Campus news

Years of obstacles haven't stopped student Marco Flores

By José Rodríguez

For Marco Antonio Flores, succeeding at UC Berkeley while being undocumented was part of a six-year journey with drama that could be the stuff of fiction, were it not real.

At one point, he was deeply in debt and became homeless. He managed to survive homeless for at least one semester, along with another undocumented student, often subsisting on leftover food from campus events.

Marco Flores

Marco Flores refused to let his status get in the way of his studies. (Photo by Fermin Mendoza)

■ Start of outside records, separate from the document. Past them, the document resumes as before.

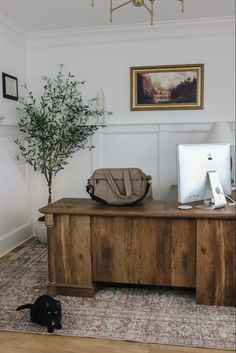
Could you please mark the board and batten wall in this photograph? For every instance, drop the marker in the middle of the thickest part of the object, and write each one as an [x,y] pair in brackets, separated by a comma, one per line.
[15,209]
[103,57]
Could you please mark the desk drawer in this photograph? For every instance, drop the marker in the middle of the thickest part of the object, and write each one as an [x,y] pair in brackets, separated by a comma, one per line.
[144,250]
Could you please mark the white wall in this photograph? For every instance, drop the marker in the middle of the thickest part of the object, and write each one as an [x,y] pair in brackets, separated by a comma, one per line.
[103,58]
[15,210]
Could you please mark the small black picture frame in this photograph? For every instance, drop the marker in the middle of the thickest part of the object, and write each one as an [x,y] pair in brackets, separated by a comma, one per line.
[9,86]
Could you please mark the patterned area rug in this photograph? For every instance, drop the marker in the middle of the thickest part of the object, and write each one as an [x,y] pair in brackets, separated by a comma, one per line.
[153,315]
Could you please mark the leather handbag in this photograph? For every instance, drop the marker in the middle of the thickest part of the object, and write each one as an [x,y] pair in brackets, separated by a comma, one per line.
[118,186]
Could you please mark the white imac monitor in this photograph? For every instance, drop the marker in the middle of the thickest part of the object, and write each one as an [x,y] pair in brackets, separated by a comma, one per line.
[204,173]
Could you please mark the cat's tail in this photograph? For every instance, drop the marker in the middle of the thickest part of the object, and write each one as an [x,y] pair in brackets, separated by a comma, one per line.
[26,306]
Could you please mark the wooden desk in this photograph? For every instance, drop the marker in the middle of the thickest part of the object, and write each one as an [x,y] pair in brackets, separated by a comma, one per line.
[153,243]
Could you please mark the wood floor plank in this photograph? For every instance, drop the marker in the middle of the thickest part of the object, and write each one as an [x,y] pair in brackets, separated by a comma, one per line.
[15,342]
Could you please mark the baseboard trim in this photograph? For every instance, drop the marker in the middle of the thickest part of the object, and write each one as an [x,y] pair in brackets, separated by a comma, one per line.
[16,237]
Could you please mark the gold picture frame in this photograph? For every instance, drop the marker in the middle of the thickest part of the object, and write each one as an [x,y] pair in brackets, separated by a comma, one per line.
[167,87]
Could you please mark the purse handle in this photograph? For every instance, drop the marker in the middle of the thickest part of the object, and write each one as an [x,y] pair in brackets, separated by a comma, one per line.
[110,180]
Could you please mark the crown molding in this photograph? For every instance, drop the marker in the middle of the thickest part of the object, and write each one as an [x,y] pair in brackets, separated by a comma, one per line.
[12,31]
[114,33]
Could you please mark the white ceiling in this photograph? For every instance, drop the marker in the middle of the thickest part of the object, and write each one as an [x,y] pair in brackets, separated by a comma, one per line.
[38,15]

Not qualifying for adequate financial aid, he couldn’t afford to register for classes. This forced him to reveal his undocumented status to professors so that he could audit courses for a semester or two before re-registering.

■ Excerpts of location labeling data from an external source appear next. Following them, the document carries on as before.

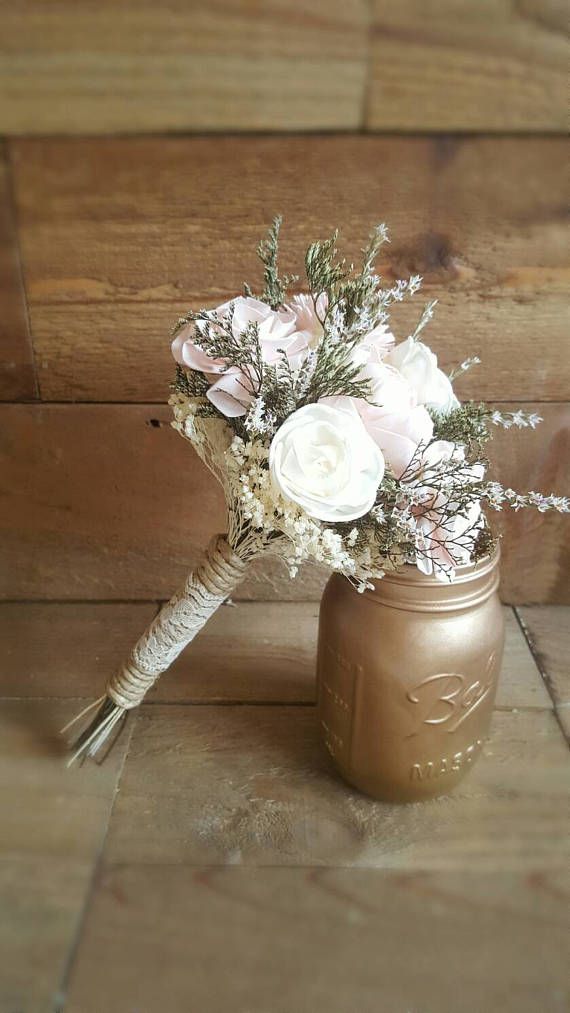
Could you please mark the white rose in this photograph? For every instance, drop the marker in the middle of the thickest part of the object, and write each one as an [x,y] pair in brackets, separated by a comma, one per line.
[324,460]
[419,366]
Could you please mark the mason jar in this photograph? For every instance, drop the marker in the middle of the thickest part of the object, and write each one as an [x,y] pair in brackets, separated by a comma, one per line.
[407,676]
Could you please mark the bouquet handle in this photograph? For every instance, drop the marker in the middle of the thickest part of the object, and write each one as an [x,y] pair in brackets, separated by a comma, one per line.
[177,623]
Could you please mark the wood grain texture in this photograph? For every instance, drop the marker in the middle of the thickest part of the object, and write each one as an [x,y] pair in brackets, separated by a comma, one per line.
[283,940]
[119,236]
[536,547]
[107,501]
[53,826]
[259,651]
[79,68]
[66,650]
[101,503]
[254,785]
[549,634]
[17,379]
[457,65]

“As a student, I felt a need to continue my course work, even if I wasn’t officially registered,” he said. “And to be completely honest, I was always consumed by the idea that a student like myself with such passion and intellectual curiosity could not continue his studies because of my undocumented status. It was a heartbreaking reality.”

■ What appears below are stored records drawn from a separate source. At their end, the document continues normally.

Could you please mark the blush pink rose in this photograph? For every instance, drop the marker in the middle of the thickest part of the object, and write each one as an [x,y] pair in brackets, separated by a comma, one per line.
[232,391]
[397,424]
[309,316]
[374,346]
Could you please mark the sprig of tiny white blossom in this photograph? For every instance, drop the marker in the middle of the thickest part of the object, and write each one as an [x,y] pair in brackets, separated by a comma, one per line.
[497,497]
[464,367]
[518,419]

Breaking through barrier after barrier, he completed his undergraduate degree this year in the Department of Gender and Women’s Studies and went on to win the prestigious Judith Lee Stronach Baccalaureate Prize, which is allowing him to be on campus and conduct community-engaged scholarship, a status akin to a visiting scholar.

For Flores, “coming out” to his professors as undocumented was on top of another layer of identity: being gay.

In his studies, he discovered a love for research, and in 2010 he attended the Public Policy and International Affairs Junior Summer Institute at Princeton University. For the 2011-12 school year, he was selected for the Robert & Colleen Haas Scholars Program on campus and was able to do research on the experiences of queer undocumented youth. (The Haas Scholars Program was established in 1998.)

“Doing this work was an eye-opening experience, a moment of transformation in my life,” he said. “This was the start of my own transformation as a queer undocumented immigrant. I started to understand the significance of the arts and the creative process as mediums towards creating tools of transformation and healing practices for undocuqueer communities.”

Now, Flores hopes to collaborate with others to organize events on campus and in the Bay Area to showcase art and promote dialogue and activism around the experiences of young undocumented immigrants, especially those self-identified as queer. These events would be similar to gatherings called “UndocuNation” that were staged in May at the Yerba Buena Center for the Arts in San Francisco and in Charlotte, N.C., last summer, coinciding with the Democratic National Convention.